The one aspect of the story that some redditors took issue with is the origin of the 1,000 shares in Event Horizon Expeditionaries that made this theft possible in the first place. Some redditors theorized that Flam_Hill is actually the long-departed founder of the corporation, who's been sitting with those shares in his personal wallet for years; others said they may have purchased a character from a member of the corporation who forget to remove the shares from their wallet before transferring ownership.
One redditor, Sgt_Dashing, said it could have been a simple mistake: "It's entirely possible during corp creation if you don't know the mechanics properly to either misclick or otherwise incorrectly handle the shares."
The one thing everyone seems to agree upon is that at the very least, the strategy is viable.

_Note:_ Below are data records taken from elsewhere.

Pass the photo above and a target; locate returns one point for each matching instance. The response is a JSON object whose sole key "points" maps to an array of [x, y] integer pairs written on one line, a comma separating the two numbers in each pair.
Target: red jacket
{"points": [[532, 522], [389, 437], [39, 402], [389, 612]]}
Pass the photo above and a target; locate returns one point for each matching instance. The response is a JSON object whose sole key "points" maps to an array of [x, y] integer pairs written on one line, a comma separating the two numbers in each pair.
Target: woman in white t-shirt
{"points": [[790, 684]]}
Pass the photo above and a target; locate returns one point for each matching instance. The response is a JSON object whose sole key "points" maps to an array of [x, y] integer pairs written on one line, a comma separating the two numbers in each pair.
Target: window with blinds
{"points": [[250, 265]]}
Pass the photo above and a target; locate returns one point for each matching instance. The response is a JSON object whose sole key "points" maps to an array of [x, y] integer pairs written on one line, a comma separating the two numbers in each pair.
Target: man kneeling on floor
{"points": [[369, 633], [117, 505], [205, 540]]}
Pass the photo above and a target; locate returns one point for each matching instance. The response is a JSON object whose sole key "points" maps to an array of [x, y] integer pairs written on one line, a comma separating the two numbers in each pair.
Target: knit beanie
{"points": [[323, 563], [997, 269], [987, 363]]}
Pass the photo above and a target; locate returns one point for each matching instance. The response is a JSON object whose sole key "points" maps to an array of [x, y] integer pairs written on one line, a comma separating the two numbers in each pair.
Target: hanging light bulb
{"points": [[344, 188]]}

It all comes down to EVE's corporation voting system (opens in new tab): Any member of a corporation holding more than 5% of the total shares can start a vote, and—this is what it really comes down to—"the option that gains more than 50% of cast votes wins the vote." This is why the inattentiveness of EHEXP membership was so vital: Flam_Hill and his partner were the only ones to vote "yes," so they had 100% of the cast votes and were thus able to seize power.

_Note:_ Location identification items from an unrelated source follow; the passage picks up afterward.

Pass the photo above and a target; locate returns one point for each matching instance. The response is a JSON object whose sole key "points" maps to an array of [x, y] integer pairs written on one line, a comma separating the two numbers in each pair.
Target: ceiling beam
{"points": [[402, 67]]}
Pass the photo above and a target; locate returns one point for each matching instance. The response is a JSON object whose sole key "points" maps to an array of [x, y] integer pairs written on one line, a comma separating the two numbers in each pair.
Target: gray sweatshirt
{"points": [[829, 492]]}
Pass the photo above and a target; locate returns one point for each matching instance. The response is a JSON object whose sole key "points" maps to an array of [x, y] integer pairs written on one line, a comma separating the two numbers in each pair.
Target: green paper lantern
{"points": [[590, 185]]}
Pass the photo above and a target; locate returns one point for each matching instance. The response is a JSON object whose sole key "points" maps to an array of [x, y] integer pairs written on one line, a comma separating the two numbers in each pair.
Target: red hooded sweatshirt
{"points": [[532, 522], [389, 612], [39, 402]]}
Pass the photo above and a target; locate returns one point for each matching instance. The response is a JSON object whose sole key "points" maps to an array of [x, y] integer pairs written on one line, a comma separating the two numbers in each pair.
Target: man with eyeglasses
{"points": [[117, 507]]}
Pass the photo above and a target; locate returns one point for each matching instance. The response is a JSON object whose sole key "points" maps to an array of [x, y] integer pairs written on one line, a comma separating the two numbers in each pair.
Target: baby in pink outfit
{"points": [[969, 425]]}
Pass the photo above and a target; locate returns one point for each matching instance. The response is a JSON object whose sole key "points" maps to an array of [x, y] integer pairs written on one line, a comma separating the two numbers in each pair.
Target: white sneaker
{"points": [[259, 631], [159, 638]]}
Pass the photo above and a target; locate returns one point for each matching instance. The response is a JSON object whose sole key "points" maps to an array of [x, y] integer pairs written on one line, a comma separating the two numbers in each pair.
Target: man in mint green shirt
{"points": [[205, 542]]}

Redditor 961402 actually tested the strategy by transferring 1,000 shares in a corporation to a non-member account, who then applied and was invited to join through the standard corporate application process. The test appeared to run into a wall when the option to propose a vote didn't appear, but another redditor said it was necessary to train the character's corporate management skill to at least 1 in order to enable the option.
"That gave me the 'Run for CEO' option, and then I voted for myself," 961402 wrote. "Success! This is one of those things I love about Eve: No matter what you want to do, chances are there is some skill that you overlooked and haven't trained that's going to keep you from doing it the first time you try."

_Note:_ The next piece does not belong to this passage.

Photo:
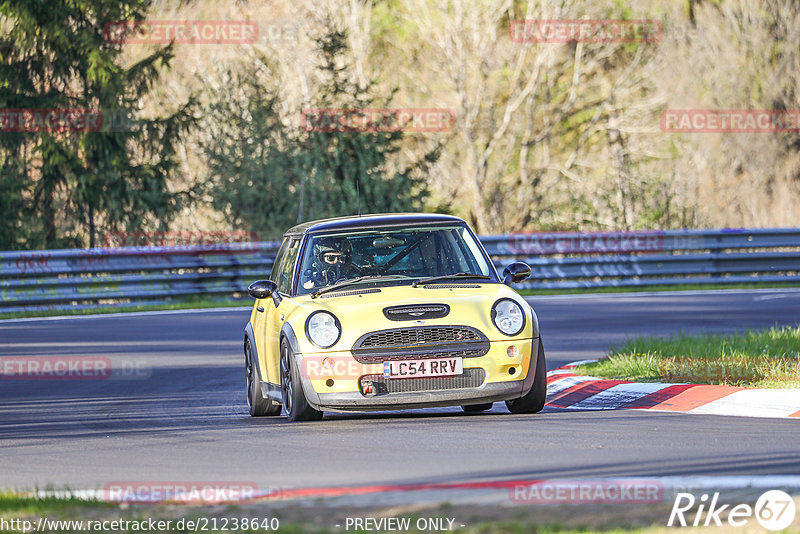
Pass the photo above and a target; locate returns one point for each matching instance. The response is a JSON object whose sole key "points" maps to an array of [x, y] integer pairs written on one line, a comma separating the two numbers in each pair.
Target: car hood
{"points": [[360, 310]]}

EVE Online developer CCP Games eliminated any doubt by confirming that the heist did in fact take place, although it declined to comment on the value of the theft.
What makes all of this even more surprising is that it's not a new tactic. In this Reddit thread from 2014 (opens in new tab), for instance, multiple redditors claim to have used corporate shares in ethically-dubious ways, including to force out a CEO and take over. There's a widely-held feeling that the whole shares system is, if not broken, then at least too easy to exploit: "Even their theoretically good applications can be massively (and legally) exploited by anyone with a basic willingness to poke around on the test server and see what they can and can't do," redditor Scout1Treia wrote.
So after years of backstabbing, betrayal, bloody vengeance, and boardroom skullduggery stretched out over years-long campaigns, it seems as though the biggest heist in EVE Online history has been pulled off by a guy who figure out how to apply the "no rule saying a dog can't play basketball" maxim to EVE Online. It might seem very dull and bookish by comparison, but it's a remarkable accomplishment, and I really enjoy how it demonstrates that having very granular knowledge of the rules can sometimes take you a very long way.
As redditor Intransigient put it, "This is what comes of not understanding how Corporations work in EVE."